Storing historized data in a relational database

There are quite a few concepts that deal with storing historized data in a relational database; that means creating an archive copy or journal when data is updated or deleted.

Spontaneously, these options come into my mind:

  • Using the built-in functionality (for example, in the latest Oracle database).
    • Using black-box technology is dangerous, if you don’t understand it. It might also be hard to customize for your own needs.
    • It only works with selected and sometimes expensive DBMS.
    • If you invest the time to understand it, you can probably build something equally useful yourself (see last option below).
  • Storing archive copies in the file system (as XML or JSON) or a non-relational database.
    • You can’t access the data from your relational database, thus making it complicated and slow to compare old and new data.
    • Schema changes don’t affect the old data, making it even harder to compare.
    • You must trust your application to always create archive copies (not automatically triggered by the DBMS) and for the same reason you should not directly modify your database (using some GUI or CLI tool).
    • Practically impossible to use, if there are multiple client applications (for example one implemented in Java and another in PHP).
    • Hard to back-up.
  • Storing archive copies as JSON or XML in an archive table.
    • Slightly better than the last option, because database dumps will at least contain your archive.
    • It suffers from the same deficiencies otherwise.
  • Storing the archive data in the same table as the current data using a compound primary key (entity ID and version ID).
    • You waste the power of compound primary keys (for example, for index organized tables) because you are forced to always include the version ID as the second key.
    • The approach will result in very large tables of which only a fraction of the rows represent current data.
    • Joins are more complicated and it’s easy to make mistakes, if you forget to filter out archive data.
    • Archive data usually doesn’t need as much indexing as production data, but storing the data in the same table applies the index to archive data as well. Your indexes will grow large and will contain a lot of similar data from the archive, thus additionally slowing down performance.

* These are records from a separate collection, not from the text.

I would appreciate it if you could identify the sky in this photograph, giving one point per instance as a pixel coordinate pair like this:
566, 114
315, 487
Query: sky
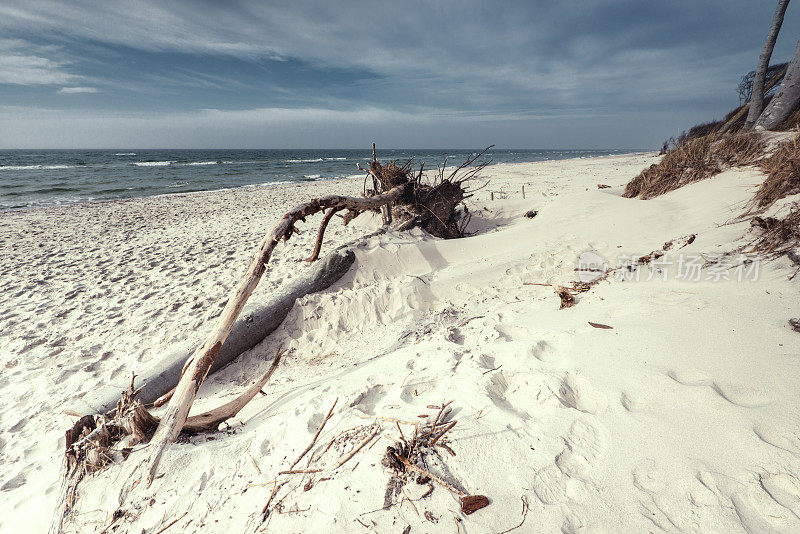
403, 74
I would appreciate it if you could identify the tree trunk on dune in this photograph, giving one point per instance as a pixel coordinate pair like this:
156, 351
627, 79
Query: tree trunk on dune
728, 125
757, 97
787, 98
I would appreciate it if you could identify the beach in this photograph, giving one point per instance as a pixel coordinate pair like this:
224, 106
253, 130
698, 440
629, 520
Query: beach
666, 398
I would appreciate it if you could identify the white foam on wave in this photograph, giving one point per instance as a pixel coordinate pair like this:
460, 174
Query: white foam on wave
35, 167
153, 163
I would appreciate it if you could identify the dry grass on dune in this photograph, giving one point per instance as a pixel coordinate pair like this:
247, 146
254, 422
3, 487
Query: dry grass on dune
778, 236
783, 174
693, 160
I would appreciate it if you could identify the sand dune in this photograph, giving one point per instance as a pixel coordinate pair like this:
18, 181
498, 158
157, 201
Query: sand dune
684, 416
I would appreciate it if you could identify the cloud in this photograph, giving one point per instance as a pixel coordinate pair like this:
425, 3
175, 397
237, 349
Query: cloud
314, 127
77, 90
21, 64
459, 60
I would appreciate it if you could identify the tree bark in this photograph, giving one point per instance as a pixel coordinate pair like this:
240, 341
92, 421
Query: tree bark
786, 99
757, 95
178, 409
727, 126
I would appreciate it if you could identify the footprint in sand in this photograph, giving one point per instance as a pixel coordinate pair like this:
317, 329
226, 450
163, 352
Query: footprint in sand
780, 434
628, 402
759, 512
585, 445
550, 485
577, 392
784, 489
740, 395
543, 352
745, 396
511, 332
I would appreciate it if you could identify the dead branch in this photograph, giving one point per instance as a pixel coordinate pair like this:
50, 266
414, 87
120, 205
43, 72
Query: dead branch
186, 391
323, 225
314, 439
357, 448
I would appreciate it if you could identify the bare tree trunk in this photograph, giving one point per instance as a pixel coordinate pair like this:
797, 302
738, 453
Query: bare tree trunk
786, 99
728, 125
757, 95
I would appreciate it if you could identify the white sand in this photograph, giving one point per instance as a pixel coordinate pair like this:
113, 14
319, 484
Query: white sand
683, 417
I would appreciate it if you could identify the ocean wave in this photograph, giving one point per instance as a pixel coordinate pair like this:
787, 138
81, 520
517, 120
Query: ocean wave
152, 163
35, 167
313, 160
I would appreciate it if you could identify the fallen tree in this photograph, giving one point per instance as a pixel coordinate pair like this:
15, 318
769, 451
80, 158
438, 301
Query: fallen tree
406, 200
256, 322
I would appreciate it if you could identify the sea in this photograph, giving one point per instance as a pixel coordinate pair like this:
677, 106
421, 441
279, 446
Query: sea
37, 178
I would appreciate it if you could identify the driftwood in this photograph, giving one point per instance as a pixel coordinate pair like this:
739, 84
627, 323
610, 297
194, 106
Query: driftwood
159, 379
431, 206
178, 409
403, 198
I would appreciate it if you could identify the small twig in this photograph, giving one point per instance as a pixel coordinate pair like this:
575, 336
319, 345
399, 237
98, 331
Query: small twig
314, 439
265, 510
524, 515
425, 472
357, 448
298, 471
464, 323
173, 522
442, 433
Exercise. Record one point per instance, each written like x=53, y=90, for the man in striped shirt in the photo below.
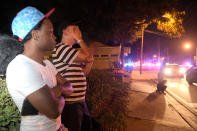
x=67, y=61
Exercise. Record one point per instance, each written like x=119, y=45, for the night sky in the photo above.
x=10, y=8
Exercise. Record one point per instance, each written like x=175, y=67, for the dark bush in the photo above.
x=107, y=99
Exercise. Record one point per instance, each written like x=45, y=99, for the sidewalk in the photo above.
x=149, y=111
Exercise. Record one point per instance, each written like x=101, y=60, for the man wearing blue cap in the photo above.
x=33, y=82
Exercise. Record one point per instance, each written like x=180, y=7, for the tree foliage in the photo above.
x=107, y=99
x=120, y=21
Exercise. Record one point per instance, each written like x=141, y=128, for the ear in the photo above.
x=35, y=34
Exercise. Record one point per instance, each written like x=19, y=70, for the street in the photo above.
x=150, y=111
x=186, y=93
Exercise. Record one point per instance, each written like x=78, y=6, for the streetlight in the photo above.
x=187, y=46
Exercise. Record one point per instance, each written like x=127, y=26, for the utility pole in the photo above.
x=159, y=57
x=141, y=54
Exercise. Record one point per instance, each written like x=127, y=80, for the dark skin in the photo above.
x=47, y=101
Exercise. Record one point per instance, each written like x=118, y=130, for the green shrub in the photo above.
x=9, y=113
x=107, y=99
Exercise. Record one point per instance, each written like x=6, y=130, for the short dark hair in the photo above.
x=64, y=25
x=29, y=36
x=9, y=49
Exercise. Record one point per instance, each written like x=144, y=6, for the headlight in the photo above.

    • While it might be possible to let the DBMS automatically create archive rows using ON UPDATE and ON DELETE triggers, it’s probably complicated (I’ve never seen that anywhere). Otherwise you are forced to implement the archive operation in your application code, thus slowing down performance once more, making it impossible to directly modify the database or to use more than one client application (unless you invest a lot of time and money to keep them in sync).

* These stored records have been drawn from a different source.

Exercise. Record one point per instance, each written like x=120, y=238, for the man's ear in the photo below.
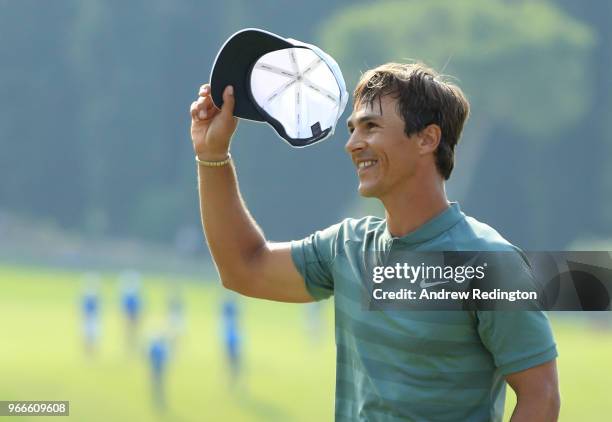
x=429, y=139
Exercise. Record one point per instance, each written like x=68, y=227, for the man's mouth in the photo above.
x=366, y=164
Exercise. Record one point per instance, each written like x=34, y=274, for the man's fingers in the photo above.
x=228, y=102
x=204, y=90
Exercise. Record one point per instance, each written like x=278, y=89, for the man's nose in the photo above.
x=354, y=144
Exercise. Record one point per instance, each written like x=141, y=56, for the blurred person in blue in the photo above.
x=158, y=355
x=131, y=305
x=231, y=337
x=392, y=366
x=90, y=307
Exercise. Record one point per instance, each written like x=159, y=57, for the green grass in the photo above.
x=287, y=376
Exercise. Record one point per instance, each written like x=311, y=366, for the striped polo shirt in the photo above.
x=418, y=365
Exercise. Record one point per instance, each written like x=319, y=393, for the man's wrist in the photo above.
x=211, y=156
x=214, y=163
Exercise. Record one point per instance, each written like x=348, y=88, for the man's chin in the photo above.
x=367, y=191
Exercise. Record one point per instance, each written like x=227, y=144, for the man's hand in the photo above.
x=211, y=128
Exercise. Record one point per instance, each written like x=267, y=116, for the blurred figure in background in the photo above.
x=158, y=353
x=90, y=307
x=131, y=304
x=231, y=337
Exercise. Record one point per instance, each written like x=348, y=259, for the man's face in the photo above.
x=384, y=156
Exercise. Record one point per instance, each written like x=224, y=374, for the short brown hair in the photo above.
x=423, y=98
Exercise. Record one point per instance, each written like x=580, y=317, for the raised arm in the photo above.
x=246, y=262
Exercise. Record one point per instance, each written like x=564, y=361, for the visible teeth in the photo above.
x=364, y=164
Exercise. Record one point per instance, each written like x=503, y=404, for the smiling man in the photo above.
x=391, y=365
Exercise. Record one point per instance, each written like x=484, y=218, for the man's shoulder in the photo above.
x=351, y=229
x=471, y=234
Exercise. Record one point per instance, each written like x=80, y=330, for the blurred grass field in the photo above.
x=286, y=376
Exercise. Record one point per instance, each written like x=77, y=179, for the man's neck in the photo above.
x=408, y=210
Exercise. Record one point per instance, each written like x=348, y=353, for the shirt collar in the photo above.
x=430, y=229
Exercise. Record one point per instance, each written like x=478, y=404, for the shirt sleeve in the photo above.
x=313, y=257
x=518, y=340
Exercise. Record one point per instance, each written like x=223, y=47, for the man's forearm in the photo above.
x=536, y=409
x=232, y=235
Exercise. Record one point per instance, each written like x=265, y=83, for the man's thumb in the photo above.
x=227, y=109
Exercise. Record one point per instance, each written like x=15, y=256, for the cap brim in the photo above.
x=233, y=64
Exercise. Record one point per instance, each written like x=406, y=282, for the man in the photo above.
x=421, y=366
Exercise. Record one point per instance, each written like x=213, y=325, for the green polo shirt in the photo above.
x=418, y=365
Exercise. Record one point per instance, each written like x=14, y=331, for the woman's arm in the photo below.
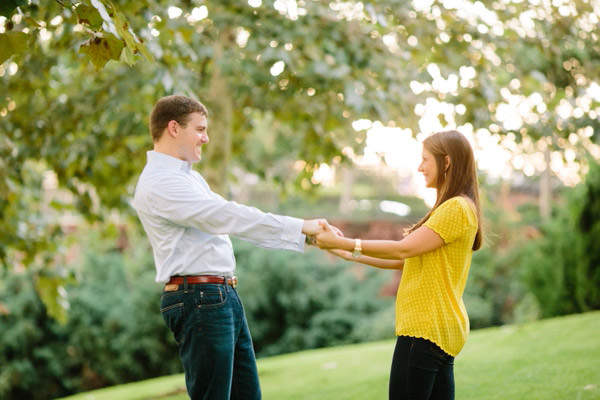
x=372, y=261
x=420, y=241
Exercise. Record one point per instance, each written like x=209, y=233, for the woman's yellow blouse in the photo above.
x=429, y=303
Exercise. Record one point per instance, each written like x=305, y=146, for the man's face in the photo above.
x=192, y=137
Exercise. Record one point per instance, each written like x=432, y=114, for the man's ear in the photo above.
x=172, y=128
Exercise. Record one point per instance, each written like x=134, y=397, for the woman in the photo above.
x=431, y=320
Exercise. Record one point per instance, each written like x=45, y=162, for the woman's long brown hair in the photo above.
x=459, y=179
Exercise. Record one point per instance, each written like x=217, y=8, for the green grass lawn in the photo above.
x=554, y=359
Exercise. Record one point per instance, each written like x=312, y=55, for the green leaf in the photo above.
x=49, y=290
x=88, y=15
x=7, y=6
x=129, y=37
x=12, y=43
x=102, y=49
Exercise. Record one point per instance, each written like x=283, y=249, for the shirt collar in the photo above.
x=163, y=160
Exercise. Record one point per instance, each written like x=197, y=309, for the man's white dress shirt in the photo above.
x=188, y=224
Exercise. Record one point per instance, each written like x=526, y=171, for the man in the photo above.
x=188, y=226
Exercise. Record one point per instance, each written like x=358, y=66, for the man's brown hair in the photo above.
x=173, y=108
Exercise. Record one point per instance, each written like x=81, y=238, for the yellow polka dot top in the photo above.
x=429, y=303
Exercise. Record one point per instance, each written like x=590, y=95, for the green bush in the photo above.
x=302, y=301
x=563, y=264
x=114, y=333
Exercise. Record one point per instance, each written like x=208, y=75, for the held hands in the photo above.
x=314, y=228
x=329, y=237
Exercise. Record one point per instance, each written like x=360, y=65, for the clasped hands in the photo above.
x=321, y=234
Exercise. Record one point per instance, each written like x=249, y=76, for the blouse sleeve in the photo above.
x=451, y=219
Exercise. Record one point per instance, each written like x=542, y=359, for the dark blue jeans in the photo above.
x=215, y=347
x=421, y=371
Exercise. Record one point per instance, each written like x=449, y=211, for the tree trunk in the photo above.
x=545, y=189
x=217, y=153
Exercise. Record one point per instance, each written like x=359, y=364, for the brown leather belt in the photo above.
x=203, y=279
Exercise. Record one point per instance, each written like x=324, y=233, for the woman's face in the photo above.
x=429, y=169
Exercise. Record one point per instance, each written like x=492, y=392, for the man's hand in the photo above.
x=329, y=237
x=313, y=226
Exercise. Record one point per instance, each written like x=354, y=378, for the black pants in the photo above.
x=421, y=371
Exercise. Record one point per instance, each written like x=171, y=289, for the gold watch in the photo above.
x=357, y=252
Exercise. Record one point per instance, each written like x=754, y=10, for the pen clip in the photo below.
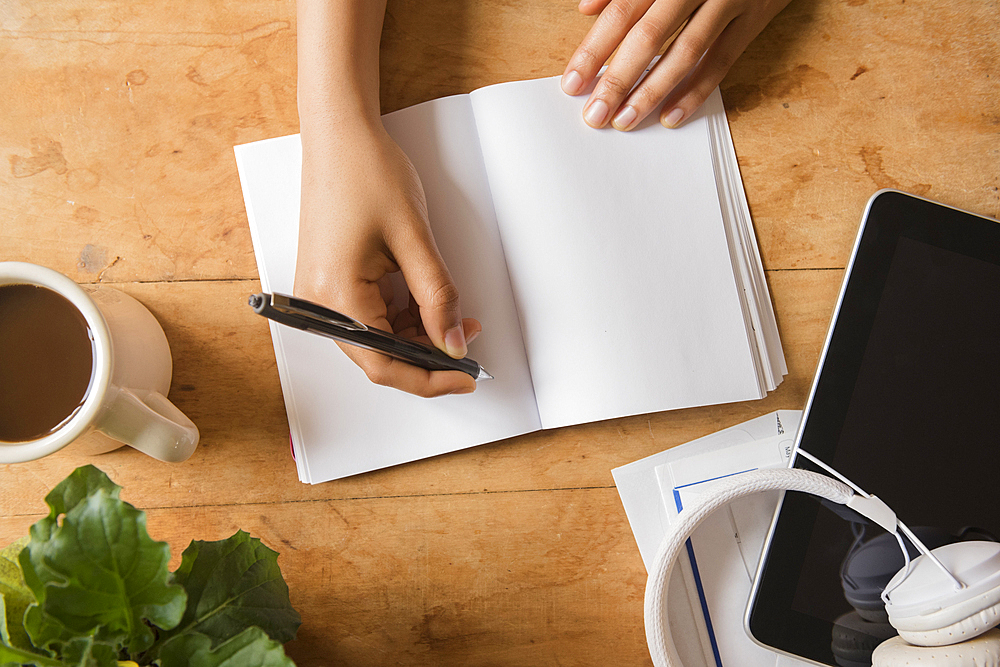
x=292, y=306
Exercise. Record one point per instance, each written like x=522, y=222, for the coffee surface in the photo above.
x=46, y=361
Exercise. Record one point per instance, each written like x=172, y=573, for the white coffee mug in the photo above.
x=126, y=400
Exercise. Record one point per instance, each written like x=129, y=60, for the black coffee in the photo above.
x=46, y=361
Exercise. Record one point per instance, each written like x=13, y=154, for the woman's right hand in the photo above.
x=363, y=217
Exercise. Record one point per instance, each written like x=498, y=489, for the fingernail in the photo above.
x=625, y=118
x=454, y=342
x=596, y=113
x=572, y=82
x=674, y=118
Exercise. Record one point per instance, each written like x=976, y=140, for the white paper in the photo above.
x=600, y=264
x=727, y=545
x=341, y=423
x=618, y=258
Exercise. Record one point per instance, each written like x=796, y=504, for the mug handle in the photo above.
x=150, y=423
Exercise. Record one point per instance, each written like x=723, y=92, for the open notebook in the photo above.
x=614, y=274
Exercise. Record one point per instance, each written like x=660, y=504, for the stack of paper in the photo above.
x=709, y=591
x=614, y=274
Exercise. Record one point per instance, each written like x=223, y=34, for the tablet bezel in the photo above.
x=770, y=620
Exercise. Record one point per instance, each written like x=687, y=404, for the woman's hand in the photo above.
x=364, y=217
x=714, y=34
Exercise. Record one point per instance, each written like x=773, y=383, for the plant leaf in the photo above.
x=98, y=572
x=65, y=496
x=85, y=652
x=15, y=596
x=250, y=648
x=13, y=655
x=232, y=584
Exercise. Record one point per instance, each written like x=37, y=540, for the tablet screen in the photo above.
x=906, y=405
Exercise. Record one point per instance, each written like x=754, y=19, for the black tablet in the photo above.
x=906, y=403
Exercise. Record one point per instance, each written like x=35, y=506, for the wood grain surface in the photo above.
x=117, y=121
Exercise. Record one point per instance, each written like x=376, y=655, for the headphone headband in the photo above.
x=661, y=649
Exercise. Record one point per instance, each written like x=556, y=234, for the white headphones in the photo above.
x=942, y=598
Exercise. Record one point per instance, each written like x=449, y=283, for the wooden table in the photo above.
x=118, y=119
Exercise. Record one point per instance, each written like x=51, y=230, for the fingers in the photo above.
x=389, y=372
x=432, y=289
x=710, y=72
x=684, y=53
x=608, y=31
x=591, y=7
x=714, y=34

  • Using a dedicated archive table for each production table and create a copy of the production data before each update/delete (easy to implement with ON UPDATE and ON DELETE triggers). The archive table has the same structure as the production table plus a column for the archive id (auto-increment).
    • This option enables you to completely implement historization in your DBMS using triggers. You can enable/disable historization for single tables at any time without modifying your client applications.

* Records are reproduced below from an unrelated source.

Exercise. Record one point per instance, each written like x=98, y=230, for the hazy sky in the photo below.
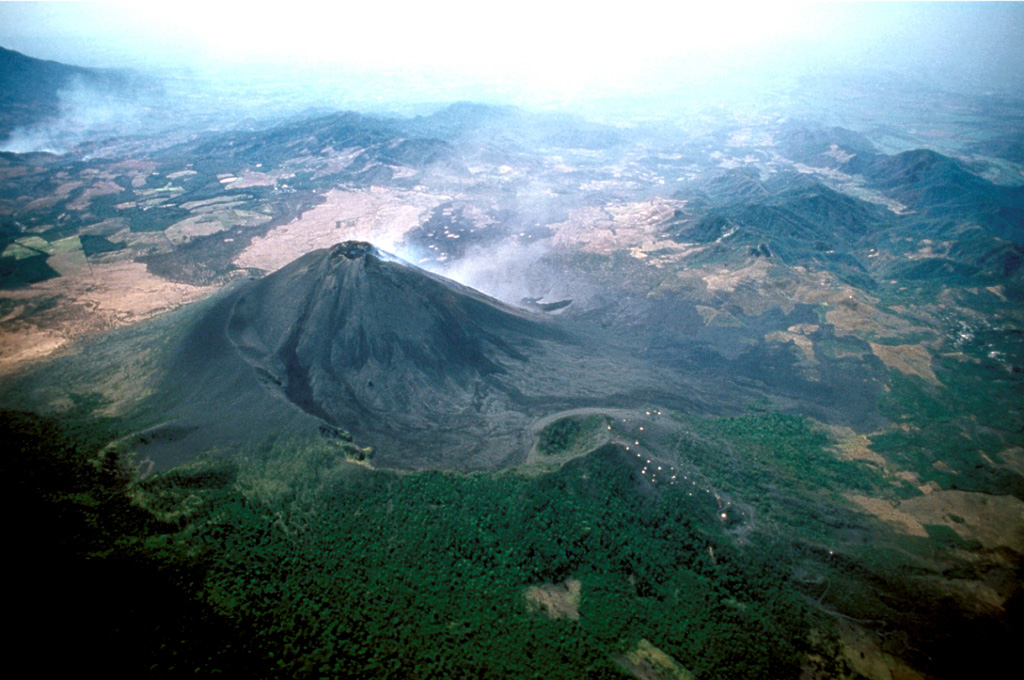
x=545, y=48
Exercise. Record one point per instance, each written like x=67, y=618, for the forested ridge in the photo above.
x=298, y=562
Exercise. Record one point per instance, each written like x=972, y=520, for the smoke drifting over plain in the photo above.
x=646, y=59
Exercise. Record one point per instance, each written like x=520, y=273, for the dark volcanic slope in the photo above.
x=352, y=331
x=430, y=373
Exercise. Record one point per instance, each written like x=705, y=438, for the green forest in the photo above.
x=298, y=562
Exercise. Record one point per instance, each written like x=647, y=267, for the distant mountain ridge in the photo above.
x=30, y=88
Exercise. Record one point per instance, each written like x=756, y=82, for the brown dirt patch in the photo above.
x=995, y=521
x=910, y=359
x=557, y=600
x=380, y=216
x=901, y=521
x=90, y=298
x=645, y=662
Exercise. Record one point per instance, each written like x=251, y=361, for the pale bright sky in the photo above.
x=544, y=45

    • You can use as many client applications as you like or even manually modify rows without losing the archive functionality.
    • You can use different indexes for archive and production data, depending on the actual needs of your applications.
    • If the schema changes, you can also update your archive table using standard SQL statements (the same that work for the production table). This is a minor drawback, because you must not forget to do so. It’s still better than having a huge archive of data that can not be easily compared.
    • The read performance of your production tables is not reduced. Updates and deletes might take a bit longer, but still much faster than “manually” creating archive copies. It should be comparable to the performance of the built-in historization feature of your favorite database.